Sejauh ini, identitas hutan Bojonegoro baru tercium dan terlihat melalui kerajinan kayu dan akar jatinya. Ada 3 titik kerajinan kayu di Kota Bojonegoro; Margomulyo, Kasiman dan Sukorejo Kota. Hanya dengan 3 titik itu saja, unsur kekayuan Bojonegoro sudah terbangun. Padahal, itu belum apa-apa.
- Imam Mahdi, Seniman Cukil Kayu yang Nyentrik
- Desa Ini Mampu Bikin Kurungan Perkutut jadi Bisnis Potensial
Meski identik dengan hutan, sampai sekarang Bojonegoro belum benar-benar membranding hutan. Yang dibranding baru hasil olahan produk hasil hutan. Padahal, jika hutan dibranding, tentu sangat lebih spektakuler. Sebenarnya, wisata hutan kota sudah ada di Bojonegoro. Bahkan di dalam kota. Namun, gaungnya masih lemah. Atau mungkin karena berada di dalam kota, sehingga menjadi lemah? Hmm bisa saja.

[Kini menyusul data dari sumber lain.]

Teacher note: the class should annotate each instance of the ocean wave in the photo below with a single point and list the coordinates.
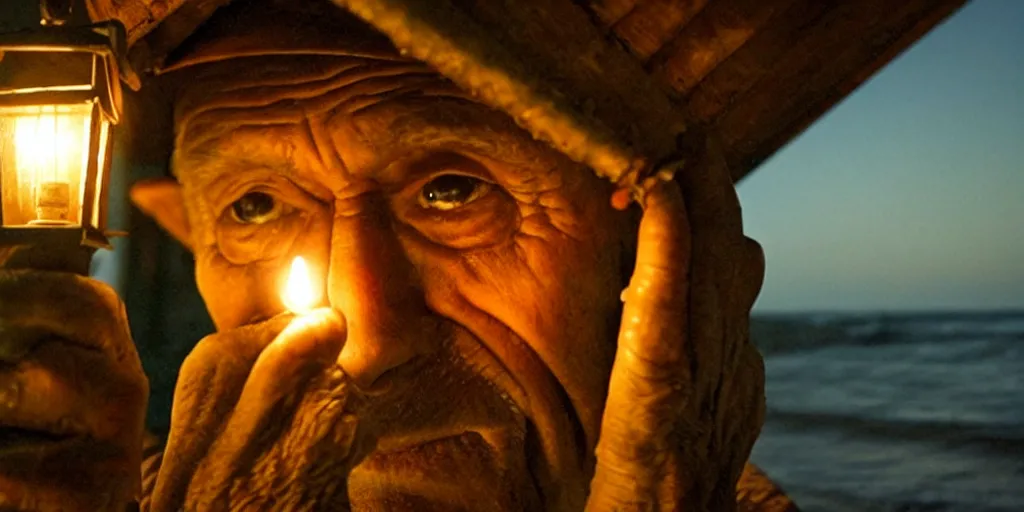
(998, 438)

Yang belum dicoba Pemkab Bojonegoro adalah membikin bumi perkemahan dan outbond center. Dengan potensi hutan cukup luas, harusnya itu mulai dicoba. Terutama hutan-hutan di kawasan kecamatan.

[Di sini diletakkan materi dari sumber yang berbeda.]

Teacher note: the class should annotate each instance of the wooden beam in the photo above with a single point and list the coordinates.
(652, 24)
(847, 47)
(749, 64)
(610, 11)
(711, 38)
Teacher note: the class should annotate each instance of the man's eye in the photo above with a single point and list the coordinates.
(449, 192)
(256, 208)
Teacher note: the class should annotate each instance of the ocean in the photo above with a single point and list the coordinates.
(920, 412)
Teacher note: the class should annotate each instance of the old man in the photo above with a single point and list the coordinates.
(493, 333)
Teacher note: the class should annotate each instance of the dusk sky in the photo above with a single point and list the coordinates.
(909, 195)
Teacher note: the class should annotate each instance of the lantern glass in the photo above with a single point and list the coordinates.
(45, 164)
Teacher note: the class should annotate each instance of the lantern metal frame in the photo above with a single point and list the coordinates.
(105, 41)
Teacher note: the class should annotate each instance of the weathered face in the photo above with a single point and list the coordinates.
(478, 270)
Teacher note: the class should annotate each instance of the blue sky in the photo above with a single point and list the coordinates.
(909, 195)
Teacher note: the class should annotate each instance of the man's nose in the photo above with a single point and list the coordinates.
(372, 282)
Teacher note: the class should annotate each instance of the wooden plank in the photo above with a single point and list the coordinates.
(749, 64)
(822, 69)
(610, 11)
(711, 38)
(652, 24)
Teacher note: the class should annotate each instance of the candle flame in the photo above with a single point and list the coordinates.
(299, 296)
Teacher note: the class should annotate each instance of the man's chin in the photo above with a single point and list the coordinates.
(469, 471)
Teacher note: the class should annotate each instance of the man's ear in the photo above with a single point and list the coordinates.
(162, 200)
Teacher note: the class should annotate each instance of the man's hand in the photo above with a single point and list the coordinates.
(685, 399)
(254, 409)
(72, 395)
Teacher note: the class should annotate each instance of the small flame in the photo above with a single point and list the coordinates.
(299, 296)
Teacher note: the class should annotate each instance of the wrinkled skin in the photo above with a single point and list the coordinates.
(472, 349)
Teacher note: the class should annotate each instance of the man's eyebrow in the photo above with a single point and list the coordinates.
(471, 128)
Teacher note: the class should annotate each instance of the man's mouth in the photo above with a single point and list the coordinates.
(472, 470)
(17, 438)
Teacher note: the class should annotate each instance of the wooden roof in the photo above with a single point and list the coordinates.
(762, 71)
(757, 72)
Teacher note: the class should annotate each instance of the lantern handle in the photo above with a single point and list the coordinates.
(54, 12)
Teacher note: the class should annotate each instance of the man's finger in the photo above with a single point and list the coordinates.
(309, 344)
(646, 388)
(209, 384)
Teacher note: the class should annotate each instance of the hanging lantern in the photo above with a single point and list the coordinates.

Bojonegoro memiliki Lembah hutan Anggorokasih di Kecamatan Margomulyo. Lembah yang menghubungkan 3 kabupaten (Ngawi, Bojonegoro, Blora) itu, sangat layak dijadikan outbond center dan bumi perkemahan.
Sebab, jauh-jauh hari kawasan itu sudah terkenal sebagai kawasan motor trail bagi pejabat-pejabat kota sebelah. Kawasan itu juga memiliki sumber daya alam berupa perkebunan jambu merah lho. Tentu sangat ampuh menarik pengunjung.
Belum lagi wilayah hutan di Kecamatan Bubulan, Gondang, Temayang hingga Sekar. Masing-masing hutan memiliki karakter khas. Dan layak dibranding sebagai lokasi wisata. Tidak hanya terpaku pada outbond center dan bumi perkemahan, hutan juga bisa dijadikan sebagai lokasi liburan alternatif buat masyarakat yang tiap hari terpapar rerimbunan dinding beton, biar matanya bisa kembali fresh.
Kalau boleh jujur, mengelola hutan jauh lebih berpotensi menarik wisatawan dibanding mengelola mall dan tempat perbelanjaan. Sebab semua kota sudah memiliki mall namun tidak semua kota memiliki hutan seperti Bojonegoro.
Sudah waktunya kita menghilangkan kesan menyeramkan hutan dan menggantinya sebagai lokasi yang menyenangkan. Selain mampu meningkatkan city branding, mengelola hutan secara seksama juga bakal diganjar pendapatan asli daerah dan meningkatkan geliat ekonomi kerakyatan.
Jadi, siapkah kamu memelihara dan memaksimalkan potensi wisata sungai dan hutan Bojonegoro, Nabsky?